A nice stranger offered to take our picture. Why not?
After relaxing in the sun and doing a little hiking around the pagoda, we got back in the car and went over to Xavier Memorial Church. It was built in 1998 but memorializes St. Francis Xavier's work in Japan 400 years ago. 

A Catholic church in Japan
Thanks for bringing Christmas over here, St. Francis Xavier!
We usually try to go somewhere that looks interesting for lunch on day trips but there weren't too many places in Yamaguchi with English signs. We ended up going to a little place called "Organic Delicatessen" but found that it was more of a grocery store and buffet. Nothing was freshly cooked or very exciting.

On our way back to the highway, we made a few more stops. When we saw the sign "Fresh and Half-Price Bakery", how could we refuse? We stopped in at the little store that looks like a gatekeeper's house and bought a loaf of white bread and 4 various rolls for under 200 yen. What a great deal!

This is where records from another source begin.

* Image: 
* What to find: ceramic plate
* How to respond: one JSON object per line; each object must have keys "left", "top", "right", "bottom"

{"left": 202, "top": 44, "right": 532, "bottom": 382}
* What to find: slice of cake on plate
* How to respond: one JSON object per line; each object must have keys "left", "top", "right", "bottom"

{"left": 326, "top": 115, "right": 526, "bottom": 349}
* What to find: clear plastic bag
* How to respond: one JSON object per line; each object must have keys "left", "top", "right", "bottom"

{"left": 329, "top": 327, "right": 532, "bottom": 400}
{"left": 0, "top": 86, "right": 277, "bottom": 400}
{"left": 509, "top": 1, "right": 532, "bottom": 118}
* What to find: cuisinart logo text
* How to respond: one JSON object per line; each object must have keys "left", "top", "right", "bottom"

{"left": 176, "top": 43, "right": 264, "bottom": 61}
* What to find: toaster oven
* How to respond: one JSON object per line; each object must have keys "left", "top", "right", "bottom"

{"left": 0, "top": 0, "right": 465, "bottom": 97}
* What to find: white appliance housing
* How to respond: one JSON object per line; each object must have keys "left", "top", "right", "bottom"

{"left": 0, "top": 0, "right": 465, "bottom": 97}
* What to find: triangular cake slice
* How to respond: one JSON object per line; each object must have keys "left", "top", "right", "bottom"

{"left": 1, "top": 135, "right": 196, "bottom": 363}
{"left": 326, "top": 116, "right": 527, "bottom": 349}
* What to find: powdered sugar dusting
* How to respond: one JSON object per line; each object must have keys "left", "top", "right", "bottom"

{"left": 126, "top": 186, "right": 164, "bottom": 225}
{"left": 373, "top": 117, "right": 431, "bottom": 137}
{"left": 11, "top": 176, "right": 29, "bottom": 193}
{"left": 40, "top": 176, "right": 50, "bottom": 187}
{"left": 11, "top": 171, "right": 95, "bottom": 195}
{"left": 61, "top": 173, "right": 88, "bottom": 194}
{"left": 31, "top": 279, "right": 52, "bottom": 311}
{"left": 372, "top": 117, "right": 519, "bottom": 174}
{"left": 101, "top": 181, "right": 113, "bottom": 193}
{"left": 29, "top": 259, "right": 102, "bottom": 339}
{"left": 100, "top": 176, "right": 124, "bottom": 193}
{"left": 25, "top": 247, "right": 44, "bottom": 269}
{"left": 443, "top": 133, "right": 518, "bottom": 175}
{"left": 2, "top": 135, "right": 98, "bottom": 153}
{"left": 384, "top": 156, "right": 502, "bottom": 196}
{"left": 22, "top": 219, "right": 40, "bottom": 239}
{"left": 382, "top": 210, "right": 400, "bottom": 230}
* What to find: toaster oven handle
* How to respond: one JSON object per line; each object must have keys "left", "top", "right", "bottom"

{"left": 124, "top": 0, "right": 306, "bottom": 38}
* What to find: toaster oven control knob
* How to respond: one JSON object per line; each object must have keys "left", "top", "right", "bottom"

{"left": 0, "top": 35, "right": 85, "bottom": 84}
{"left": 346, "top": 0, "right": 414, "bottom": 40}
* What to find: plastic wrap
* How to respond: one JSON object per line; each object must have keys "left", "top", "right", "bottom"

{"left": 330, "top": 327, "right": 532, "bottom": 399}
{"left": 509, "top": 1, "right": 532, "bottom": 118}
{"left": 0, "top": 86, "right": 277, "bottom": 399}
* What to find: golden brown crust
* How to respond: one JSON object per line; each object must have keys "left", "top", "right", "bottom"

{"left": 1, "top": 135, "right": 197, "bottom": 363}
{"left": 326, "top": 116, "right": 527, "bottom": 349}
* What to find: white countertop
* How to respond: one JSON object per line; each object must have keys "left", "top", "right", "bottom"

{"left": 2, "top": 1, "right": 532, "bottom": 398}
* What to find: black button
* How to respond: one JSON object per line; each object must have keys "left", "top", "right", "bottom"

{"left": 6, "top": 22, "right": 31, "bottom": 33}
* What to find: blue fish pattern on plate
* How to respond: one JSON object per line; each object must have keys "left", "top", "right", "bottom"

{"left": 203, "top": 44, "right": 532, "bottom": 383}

We hopped back in the car and I had to see what the "Dog Cafe Hanegawa" was all about. Were dogs allowed in? Was it dog themed? We brought Eddie in and everyone fawned over him.

Not only did they have a Dog Cafe, but they also had a dog hotel, dog salon, dog park, and a small shop with dog accessories. We loved it! Eddie had never been to a dog park before so he didn't really know how to behave with the wild pack he encountered. He eventually warmed up and played with a friendly black poodle and a tiny Italian Greyhound. 

While we were there, we thought Eddie might like to get cleaned up. We try to shampoo him regularly but it's a wet and time-consuming process! It's also a big season for shedding for the little guy, and the pros know how to brush him enough to minimize his shedding. We heard a few little yelps while sitting in the dog cafe reading and eating sandwiches, but I think they treated him very well overall. When he was done, it was almost dinner time, so we treated him to a special meaty meal for being so brave:

Eddie at Dog Cafe Hanegawa with a fresh shampoo and blow dry!
Joe smooshed the treat for Eddie's convenience and Eddie really enjoyed it! After a long day of adventures, Eddie and I slept for the ride back and gave Joe a chance to catch up on his Diane Rehm podcasts. 

What a great day! 

The next day, Monday, the Superbowl was on at 8am here in Japan and the III MEF Marines had the day off to enjoy this wonderful American institution! We ate pizza and wings for breakfast, bought a game pass to watch the game and commercials on our TV, and had the Puppy Bowl streaming for me and Eddie. Thanks for the long weekend, Marine Corps! Ooh-rah!